What keeps confusing me is that this single line of code:

is producing 2 exceptions. I would have thought that execution stops once an exception has occured?

Perhaps a minimal example might help in understanding:

try:
    raise ValueError
except ValueError as exc:
    raise RuntimeError(exc)

Result:

Traceback (most recent call last):
  File "<stdin>", line 2, in <module>
ValueError

During handling of the above exception, another exception occurred:

Traceback (most recent call last):
  File "<stdin>", line 4, in <module>
RuntimeError

As @vbrozik mentioned above, this happens because the exception is not re-raised correctly via the from keyword. There is nothing you can do about it, except report it as a bug againts urllib.

2 Likes

Sigh. Thanks.

Sure. That would be a small improvement.

Stating that the exception “is not re-raised correctly” is an exaggeration. There is nothing wrong or incorrect about the existing urllib exception handling, it just could be better to give a very slightly nicer traceback.

Nicer for experts. Beginners probably won’t notice or understand the difference.

I expect it is because that part of the urllib code was written before Python had chained exceptions.

1 Like

Ah, now I understand your question!

Execution stops once an exception occurs unless the exception is caught with a try...except or try...finally block.

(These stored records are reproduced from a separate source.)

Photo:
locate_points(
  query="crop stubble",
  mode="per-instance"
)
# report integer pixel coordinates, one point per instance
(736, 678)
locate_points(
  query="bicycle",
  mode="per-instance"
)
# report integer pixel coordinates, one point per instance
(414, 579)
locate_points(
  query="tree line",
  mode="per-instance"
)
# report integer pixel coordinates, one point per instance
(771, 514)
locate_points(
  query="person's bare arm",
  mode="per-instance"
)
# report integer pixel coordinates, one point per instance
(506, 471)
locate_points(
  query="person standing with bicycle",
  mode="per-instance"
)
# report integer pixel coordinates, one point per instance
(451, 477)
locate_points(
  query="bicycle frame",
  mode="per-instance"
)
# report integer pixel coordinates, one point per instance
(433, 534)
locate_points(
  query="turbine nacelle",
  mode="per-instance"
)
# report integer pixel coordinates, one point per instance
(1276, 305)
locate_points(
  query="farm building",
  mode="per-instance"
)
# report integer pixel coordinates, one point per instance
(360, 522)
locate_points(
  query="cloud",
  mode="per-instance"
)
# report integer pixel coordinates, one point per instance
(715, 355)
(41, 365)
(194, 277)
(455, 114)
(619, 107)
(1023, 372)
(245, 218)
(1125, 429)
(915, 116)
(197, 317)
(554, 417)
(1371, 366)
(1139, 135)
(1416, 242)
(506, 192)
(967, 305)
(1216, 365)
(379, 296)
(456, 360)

Back in the ancient days of Python, if you had a bug inside the except or finally block, the exception that was raised by that bug meant that you lost any record of the original exception:

LOGFILE = 'some log file'

try:
    run_something()  #  <-- TypeError occurs here
except TypeError as err:
    # Log the error.
    log(err, LOGGFILE)  # Oops, a typo!

The NameError you get from the typo completely wiped out all information about the previous TypeError. And that would often make it hard to fix the bug.

Now imagine that block of code was inside a function, and that function was called from another try...except block. So one exception could cause another exception which causes a third exception, and so on.

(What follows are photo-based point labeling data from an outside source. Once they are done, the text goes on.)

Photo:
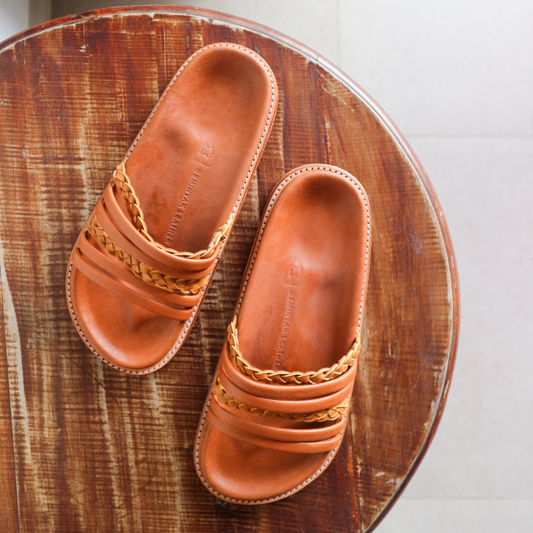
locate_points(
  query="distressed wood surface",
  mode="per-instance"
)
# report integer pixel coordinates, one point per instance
(85, 448)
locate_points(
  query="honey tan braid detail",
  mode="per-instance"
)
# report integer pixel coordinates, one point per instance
(122, 183)
(146, 273)
(325, 415)
(284, 377)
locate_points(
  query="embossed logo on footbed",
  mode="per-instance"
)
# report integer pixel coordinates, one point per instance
(202, 157)
(295, 273)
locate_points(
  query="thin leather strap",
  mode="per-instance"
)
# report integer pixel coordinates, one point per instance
(287, 446)
(282, 392)
(309, 405)
(110, 283)
(263, 426)
(106, 263)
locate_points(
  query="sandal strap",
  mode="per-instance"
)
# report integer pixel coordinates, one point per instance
(248, 437)
(107, 263)
(141, 299)
(122, 183)
(127, 239)
(323, 415)
(256, 426)
(285, 377)
(142, 270)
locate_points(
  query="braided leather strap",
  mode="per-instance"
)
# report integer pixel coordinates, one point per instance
(284, 377)
(326, 415)
(146, 273)
(123, 184)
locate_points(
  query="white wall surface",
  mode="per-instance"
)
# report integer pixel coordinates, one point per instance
(457, 78)
(14, 17)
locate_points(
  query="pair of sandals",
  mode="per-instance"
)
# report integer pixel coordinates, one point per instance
(140, 269)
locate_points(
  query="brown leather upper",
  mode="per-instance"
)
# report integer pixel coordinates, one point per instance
(133, 293)
(300, 311)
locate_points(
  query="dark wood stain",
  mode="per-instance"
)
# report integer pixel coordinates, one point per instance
(85, 448)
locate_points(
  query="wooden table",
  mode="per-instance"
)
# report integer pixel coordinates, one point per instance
(86, 448)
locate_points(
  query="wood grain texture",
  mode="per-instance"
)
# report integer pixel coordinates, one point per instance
(85, 448)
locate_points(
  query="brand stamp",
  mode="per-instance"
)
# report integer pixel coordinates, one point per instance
(295, 273)
(201, 159)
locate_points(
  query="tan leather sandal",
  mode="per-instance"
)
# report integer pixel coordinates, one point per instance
(144, 260)
(277, 410)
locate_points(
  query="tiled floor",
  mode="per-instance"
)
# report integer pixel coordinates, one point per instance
(457, 78)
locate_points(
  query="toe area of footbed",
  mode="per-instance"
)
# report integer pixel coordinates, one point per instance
(243, 473)
(123, 334)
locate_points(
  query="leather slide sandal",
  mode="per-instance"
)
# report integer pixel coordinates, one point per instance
(277, 410)
(142, 264)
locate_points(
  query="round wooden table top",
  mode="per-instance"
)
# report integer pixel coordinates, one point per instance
(86, 448)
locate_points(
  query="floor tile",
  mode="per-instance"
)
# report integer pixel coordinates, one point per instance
(14, 17)
(458, 517)
(445, 66)
(484, 446)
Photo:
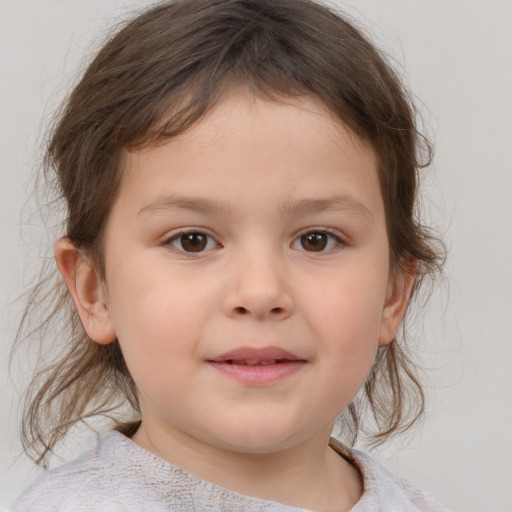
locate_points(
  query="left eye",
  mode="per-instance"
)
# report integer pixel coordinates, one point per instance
(316, 241)
(192, 242)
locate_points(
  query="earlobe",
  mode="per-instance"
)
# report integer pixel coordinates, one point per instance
(397, 300)
(87, 290)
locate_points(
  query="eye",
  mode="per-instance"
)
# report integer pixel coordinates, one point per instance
(317, 241)
(192, 241)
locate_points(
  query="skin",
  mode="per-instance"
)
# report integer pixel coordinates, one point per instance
(254, 176)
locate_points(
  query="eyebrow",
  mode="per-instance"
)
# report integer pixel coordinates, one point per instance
(289, 208)
(174, 203)
(344, 203)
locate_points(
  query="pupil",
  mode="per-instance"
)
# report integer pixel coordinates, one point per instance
(193, 242)
(314, 241)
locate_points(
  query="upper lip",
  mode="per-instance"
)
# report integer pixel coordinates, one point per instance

So some time ago, the Python language was changed so that multiple exceptions would be chained together, so that when you had a chain of exceptions:

  • TypeError caused NameError which caused ImportError which caused …

you could see the entire chain, all the way back to the problem that started it all in the first place.

On further thought, you suggested changing urllib to do this:

raise URLError(err) from err

Thinking about it, I don’t think that is correct. The URLError already contains an explicit reference to err, the error that caused it. So chaining the error as well seems unneeded.

Perhaps it should be:

raise URLError(err) from None

to break the chain and simplify the traceback.

I would not be wondering about chaining of different exceptions, but in this case - see my initial post - the first exception message reads: <urlopen error timed out>
and the very last line of the 2nd exception message reads: <urlopen error timed out>.

This looks to me like two identical messages. So, why re-raising (if this is the issue) the exact same message?

More important than the message is the exception class. The two exceptions in your traceback are:

TimeoutError: timed out

This one is part of the built-in exceptions and is raised at lower levels of the code:


urllib.error.URLError: <urlopen error timed out>

This one is part or urllib. Authors of the library decided to use specific exception classes for the library. This allows you to catch specifically just exceptions of urllib. Because URLError itself does not convey the information that the problem was a timeout, the authors decided to add this information as the message of the exception (by copying the message from the lower-level exception). That is the reason you see the same message timed out for the second time in the final exception.

If we know that there should be nothing unexpected regarding the first exception, then I agree that the suggestion by Steven: raise URLError(err) from None should be used. In such a case you would see just the second (higher level) exception and just the second traceback.